“The Dream” in “What We Are When We Are / Kaj smo, ko smo”
The Dream 
Freud smiles in his sleep when we, bathed in sweat
and confused, emerge into wakefulness. For half the night
we were wandering along sidestreets and cul-de-sacs of the
unconsciousness, which was playing for us a compilation
of evergreen hits. When they were right on our heels,
we fell into bottomless pits; in the middle of
bizarre tests we were gnashing our teeth, wearing Adam’s
clothes we floated over a tsunami, which had engulfed the
landscape of our childhood. On occasion it plays for us a
tune to pass the time: Mother Teresa, young
and chubby-cheeked, drops by for a cup of tea.

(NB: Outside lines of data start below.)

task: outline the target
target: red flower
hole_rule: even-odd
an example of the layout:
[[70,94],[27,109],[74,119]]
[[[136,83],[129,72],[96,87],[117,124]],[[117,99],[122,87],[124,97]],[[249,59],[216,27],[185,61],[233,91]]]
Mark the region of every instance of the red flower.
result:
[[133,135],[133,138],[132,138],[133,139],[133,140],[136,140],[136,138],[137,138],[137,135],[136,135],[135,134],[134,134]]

I hurriedly prepare a tray of pastries, but the cookies
pile up, pile up. Suddenly they are everywhere:
on the table, on the chairs, in the bathtub, in the shoes,
on the head of the noble guest, in the folds of
her white dress, over which clumsy me pours Darjeeling tea.
Ashamed, I offer her my wardrobe. Mother Teresa
sighs, picks out my favourite jeans and asks
her accompanying hares, who hop enthusiastically
across the sky and pelt us with clover flakes,
whether she can finally go back home.